爷爷不肯认清现状,执意带着奶奶离开赫连家,美其名曰“环球旅行”,实际上只是想要走一遍曾经走过的路,希望那个“真正的奶奶”能回来。
四伯说,爷爷只是舍不得那些年的记忆。
十八岁的赫连歆“背井离乡”去到深市,遇到妤欢、赫连芸萱,终于与父亲生活在了一起,可哪儿能事事都能顺心如意……
“王姬也有烦心事呀?”洛明说道。
赫连歆回过神,说道:“世人皆一样,我又有何区别。悲欢离合,人之常情,你也无需过多在意,该过去的都过去了…”赫连歆望向远方,语重心长道了句:“与人为善,多多珍惜现在吧。”
可若是洛明与人为善,便也不会成为三家合力剿灭的黑血鬼昧生了。果然,洛明轻笑一声,反问赫连歆:“我与人为善,那人与我为何?要我以德报怨,又何以报之我德?”
赫连歆想了想,说道:“你行凶作恶,不过图的是一时爽快,若是你行善作美,此乐之乐长乐。”
洛明却是低头闷笑,似是隐忍着笑话一般,他道:“没什么世人皆一样。你是大周的歆文王姬,而我——”声音戛然而止,他沉默了片刻,只道:“罢了,喝酒吗?”
他从背后变戏法般拿出两坛酒来,在赫连歆眼前晃了晃。
赫连歆当然不可能喝酒,赫连家明文规定不可过饮三杯,浅尝辄止,何况还是一坛。
见赫连歆犹豫,洛明忙道一句:“果酒啦,明川阁怎么可能出现烈酒,该不会是王姬不会饮酒吧?”
赫连歆这才接过他手里的小坛酒,一打开,一阵果香的甜腻混着淡淡酒香扑面而来。
不过她没喝,洛明也不管她,只轻笑着仰头就猛灌一大口,那果酒特有的香气盈聚在半空,连夜风都吹不散。

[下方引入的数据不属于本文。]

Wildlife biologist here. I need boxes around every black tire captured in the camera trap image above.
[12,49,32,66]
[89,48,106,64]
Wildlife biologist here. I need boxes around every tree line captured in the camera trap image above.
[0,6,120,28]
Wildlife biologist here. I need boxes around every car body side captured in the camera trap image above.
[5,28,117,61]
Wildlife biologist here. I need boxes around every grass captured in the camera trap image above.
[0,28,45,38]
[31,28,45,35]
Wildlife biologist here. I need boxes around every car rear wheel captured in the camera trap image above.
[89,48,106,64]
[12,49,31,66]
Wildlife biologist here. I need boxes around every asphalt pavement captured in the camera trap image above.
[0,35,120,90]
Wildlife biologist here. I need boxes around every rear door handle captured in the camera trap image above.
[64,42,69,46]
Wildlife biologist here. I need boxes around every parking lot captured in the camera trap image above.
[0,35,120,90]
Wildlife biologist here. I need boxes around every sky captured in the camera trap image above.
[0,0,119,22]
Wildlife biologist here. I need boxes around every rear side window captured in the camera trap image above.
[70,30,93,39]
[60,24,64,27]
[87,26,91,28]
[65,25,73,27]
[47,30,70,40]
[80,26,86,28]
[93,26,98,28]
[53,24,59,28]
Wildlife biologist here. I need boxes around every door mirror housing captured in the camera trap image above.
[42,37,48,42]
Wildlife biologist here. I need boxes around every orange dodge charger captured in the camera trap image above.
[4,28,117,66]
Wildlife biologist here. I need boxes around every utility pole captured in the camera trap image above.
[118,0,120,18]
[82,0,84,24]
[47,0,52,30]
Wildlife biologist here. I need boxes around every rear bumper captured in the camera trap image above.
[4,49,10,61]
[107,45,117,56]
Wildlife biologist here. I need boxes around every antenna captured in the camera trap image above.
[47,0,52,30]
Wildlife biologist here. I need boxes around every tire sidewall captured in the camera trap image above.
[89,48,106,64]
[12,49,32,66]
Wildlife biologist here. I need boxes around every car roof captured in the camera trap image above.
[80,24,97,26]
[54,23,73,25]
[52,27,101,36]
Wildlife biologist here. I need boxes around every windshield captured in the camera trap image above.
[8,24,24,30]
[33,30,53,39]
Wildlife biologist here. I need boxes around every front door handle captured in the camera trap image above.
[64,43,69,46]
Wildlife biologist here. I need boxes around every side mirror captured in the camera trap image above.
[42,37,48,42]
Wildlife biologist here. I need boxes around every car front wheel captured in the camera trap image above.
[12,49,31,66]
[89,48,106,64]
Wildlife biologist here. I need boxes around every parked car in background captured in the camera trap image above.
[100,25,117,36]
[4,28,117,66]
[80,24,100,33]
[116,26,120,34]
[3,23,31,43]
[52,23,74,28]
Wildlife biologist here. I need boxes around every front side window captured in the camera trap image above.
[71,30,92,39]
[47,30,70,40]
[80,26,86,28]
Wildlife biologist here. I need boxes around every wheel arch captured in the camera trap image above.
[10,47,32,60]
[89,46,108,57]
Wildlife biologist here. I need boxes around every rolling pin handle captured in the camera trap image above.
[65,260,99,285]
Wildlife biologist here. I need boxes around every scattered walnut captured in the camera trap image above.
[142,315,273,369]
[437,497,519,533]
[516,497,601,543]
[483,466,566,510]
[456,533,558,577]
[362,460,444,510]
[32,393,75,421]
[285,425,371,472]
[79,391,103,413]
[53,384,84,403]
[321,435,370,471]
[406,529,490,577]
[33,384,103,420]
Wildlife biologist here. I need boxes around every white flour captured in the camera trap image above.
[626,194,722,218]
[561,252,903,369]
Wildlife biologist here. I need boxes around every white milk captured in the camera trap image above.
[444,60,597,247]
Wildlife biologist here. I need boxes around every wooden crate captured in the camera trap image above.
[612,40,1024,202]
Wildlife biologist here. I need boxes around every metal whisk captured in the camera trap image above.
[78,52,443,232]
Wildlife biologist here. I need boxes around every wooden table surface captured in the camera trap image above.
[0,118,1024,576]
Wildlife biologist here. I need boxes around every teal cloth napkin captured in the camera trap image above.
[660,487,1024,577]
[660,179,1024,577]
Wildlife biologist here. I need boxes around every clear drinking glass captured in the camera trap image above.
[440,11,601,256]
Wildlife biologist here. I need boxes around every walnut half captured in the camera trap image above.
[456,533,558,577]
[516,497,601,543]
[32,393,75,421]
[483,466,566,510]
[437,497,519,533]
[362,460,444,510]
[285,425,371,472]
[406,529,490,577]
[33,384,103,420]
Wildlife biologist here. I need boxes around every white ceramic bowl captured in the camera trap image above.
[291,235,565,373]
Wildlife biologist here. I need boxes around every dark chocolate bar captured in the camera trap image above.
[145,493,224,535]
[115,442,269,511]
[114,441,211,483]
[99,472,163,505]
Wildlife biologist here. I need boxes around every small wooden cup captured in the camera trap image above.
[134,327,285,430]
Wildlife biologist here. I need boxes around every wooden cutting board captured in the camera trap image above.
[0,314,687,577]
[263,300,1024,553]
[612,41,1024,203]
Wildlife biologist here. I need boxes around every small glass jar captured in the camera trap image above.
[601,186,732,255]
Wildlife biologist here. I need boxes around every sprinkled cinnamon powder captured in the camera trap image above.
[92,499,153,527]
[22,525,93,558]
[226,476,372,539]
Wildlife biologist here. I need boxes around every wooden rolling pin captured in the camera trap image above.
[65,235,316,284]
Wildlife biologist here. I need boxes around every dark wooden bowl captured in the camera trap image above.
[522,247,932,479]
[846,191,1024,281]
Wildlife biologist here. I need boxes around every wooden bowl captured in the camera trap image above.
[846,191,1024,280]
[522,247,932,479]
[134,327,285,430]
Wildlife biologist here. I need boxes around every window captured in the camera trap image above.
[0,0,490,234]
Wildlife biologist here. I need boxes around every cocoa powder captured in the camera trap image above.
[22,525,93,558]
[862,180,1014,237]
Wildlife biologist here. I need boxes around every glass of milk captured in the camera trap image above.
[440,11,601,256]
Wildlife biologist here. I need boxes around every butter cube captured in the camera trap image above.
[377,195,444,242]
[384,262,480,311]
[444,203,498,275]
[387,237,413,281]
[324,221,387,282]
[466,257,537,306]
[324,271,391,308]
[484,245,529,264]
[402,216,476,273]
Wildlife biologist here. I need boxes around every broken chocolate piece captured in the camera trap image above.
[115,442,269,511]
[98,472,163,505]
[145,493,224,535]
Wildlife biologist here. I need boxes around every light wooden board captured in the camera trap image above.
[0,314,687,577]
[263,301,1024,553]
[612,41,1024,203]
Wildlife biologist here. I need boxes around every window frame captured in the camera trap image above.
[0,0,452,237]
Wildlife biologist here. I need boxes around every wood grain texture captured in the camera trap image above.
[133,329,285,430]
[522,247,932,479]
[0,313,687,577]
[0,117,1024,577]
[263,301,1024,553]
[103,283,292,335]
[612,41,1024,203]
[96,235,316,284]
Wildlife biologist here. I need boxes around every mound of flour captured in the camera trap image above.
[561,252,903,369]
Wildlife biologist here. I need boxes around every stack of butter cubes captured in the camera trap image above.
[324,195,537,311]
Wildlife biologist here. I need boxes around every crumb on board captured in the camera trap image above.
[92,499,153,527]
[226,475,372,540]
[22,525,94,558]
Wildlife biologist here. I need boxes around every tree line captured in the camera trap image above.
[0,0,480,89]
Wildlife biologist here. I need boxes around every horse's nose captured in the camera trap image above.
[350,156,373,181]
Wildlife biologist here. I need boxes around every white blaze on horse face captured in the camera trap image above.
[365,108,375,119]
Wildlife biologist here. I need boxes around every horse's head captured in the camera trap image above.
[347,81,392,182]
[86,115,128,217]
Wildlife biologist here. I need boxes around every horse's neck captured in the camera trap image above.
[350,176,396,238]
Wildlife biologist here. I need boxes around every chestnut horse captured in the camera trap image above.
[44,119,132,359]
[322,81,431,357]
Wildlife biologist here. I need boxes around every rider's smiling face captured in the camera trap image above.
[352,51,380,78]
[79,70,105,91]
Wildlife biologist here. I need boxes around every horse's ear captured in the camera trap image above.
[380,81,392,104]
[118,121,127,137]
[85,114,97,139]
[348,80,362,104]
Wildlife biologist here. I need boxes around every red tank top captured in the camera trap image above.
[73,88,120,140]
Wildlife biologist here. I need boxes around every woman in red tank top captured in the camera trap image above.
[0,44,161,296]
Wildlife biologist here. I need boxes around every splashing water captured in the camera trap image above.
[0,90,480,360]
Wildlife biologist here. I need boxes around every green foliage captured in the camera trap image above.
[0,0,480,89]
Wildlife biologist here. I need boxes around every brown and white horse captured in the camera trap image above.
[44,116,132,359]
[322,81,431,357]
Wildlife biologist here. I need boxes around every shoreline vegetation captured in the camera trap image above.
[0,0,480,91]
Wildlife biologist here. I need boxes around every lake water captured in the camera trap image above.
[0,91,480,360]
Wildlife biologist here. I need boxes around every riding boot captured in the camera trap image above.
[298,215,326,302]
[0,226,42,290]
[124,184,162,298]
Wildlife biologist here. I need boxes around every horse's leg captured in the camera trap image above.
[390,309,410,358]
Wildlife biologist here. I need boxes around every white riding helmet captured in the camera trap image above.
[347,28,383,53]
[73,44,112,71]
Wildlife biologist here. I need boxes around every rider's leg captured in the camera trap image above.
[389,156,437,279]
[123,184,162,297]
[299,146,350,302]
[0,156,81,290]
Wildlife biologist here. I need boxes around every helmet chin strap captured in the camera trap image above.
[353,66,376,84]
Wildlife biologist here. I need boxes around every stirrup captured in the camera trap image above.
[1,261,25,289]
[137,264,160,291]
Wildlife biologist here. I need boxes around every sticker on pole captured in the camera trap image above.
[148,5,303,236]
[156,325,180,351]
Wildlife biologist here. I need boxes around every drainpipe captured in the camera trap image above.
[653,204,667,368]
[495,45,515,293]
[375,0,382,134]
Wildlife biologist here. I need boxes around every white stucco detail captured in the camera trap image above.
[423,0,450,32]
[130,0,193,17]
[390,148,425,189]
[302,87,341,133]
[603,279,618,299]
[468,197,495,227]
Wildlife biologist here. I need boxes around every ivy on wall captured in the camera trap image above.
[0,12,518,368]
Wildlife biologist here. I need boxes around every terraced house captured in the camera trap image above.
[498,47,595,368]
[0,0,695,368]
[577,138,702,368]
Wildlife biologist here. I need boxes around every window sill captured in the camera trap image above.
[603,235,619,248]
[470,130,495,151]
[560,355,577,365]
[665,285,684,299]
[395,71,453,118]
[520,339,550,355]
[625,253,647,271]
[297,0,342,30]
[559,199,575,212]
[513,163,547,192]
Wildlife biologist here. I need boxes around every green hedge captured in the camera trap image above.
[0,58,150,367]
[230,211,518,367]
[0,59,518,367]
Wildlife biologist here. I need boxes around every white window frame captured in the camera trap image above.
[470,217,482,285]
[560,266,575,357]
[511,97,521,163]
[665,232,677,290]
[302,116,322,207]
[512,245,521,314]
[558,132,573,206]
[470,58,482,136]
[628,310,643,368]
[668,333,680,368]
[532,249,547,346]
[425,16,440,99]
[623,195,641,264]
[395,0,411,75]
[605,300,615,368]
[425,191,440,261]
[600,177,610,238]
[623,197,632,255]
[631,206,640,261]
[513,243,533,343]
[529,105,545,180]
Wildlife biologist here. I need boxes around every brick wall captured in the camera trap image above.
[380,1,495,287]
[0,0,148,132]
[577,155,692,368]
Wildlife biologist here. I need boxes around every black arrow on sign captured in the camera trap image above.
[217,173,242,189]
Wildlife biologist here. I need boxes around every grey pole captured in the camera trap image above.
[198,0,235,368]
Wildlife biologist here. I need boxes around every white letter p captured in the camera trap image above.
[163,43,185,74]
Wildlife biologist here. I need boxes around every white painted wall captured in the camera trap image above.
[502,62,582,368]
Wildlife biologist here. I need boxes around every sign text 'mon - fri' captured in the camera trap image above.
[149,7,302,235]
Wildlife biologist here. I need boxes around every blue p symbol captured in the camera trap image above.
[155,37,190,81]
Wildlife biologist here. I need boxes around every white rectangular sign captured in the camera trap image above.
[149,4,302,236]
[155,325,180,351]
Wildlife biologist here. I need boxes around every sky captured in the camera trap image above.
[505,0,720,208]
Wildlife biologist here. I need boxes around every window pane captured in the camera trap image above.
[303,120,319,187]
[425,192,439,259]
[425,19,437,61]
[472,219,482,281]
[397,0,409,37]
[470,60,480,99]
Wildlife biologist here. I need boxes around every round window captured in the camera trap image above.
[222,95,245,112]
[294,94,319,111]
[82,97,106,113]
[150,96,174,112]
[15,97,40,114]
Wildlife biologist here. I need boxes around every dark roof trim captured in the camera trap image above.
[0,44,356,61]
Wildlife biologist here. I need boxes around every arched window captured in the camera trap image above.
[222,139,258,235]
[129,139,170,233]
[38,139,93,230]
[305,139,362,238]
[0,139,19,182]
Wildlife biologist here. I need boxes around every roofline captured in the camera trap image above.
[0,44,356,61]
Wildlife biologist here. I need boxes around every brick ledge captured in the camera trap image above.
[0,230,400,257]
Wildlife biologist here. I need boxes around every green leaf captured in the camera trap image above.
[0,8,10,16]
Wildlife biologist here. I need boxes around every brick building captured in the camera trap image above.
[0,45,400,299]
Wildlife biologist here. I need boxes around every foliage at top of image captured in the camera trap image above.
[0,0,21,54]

许是被勾得馋了,赫连歆小口浅尝,洛明却对此摇了摇头感叹道:“说到底也还只是个小妹妹罢。”
赫连歆瞥了他一眼,他耸耸肩,无辜道:“本来就是嘛,还不让人说了。话说,你拜我大哥为老师,那你是不是也该叫我一声小老师?”
他说这话时一脸的狡黠,活脱脱的一个不学无术的纨绔子弟,让人想忽视都忽视不了,赫连歆很难将他与那个穷凶极恶的昧生联想在一起。
思及此,赫连歆脑海里忽地闪过昧生被她一剑刺穿了命脉,那时他……他……他什么?
赫连歆晃了晃头,想不起来了,可能是这果酒还是太烈了。
乌云过月,风过林梢,酒过三巡……
“欸欸欸,你就跟我说说你师姐到底是谁嘛?说嘛说嘛,说了又不怎么样,我能吃了她不成。”洛明推搡着赫连歆,逼着她说她口中的那个性情大变的冷漠师姐。
赫连歆头有点昏,终是受不住洛明的推搡,一掌打开洛明的爪子,手指向黑漆漆的夜空,不耐烦道:“我师姐,我师姐还能是谁!当然就是鼎鼎大名清绝出尘的圣——”
一股清风袭来,这夏末的晚风最为适合醒酒。
赫连歆僵在原地,洛明满眼期待地侧头看着她,等着她说是何人。
只见赫连歆的眉眼忽地就腼腆了,她声音软如白云温如棉花:“我师姐世间仅此一位,人间绝色,不可方物。”
话音落下,眼前人咻地一下站起身来,冲着夜空大声说了句:“走啦,夜安!”
不给洛明反应的时间,她已然跃下屋顶,独留洛明一人坐在高屋上风中凌乱——
“诶?你还是没说到底是谁啊?别走啊!喂!”
赫连歆大步跨出明川阁,方才被风吹走了酒意,她才想起答应过皇后的事情,身后传来洛明的声音:“往后我就住在明川阁,常来玩啊,哥哥我弹琴给你听!”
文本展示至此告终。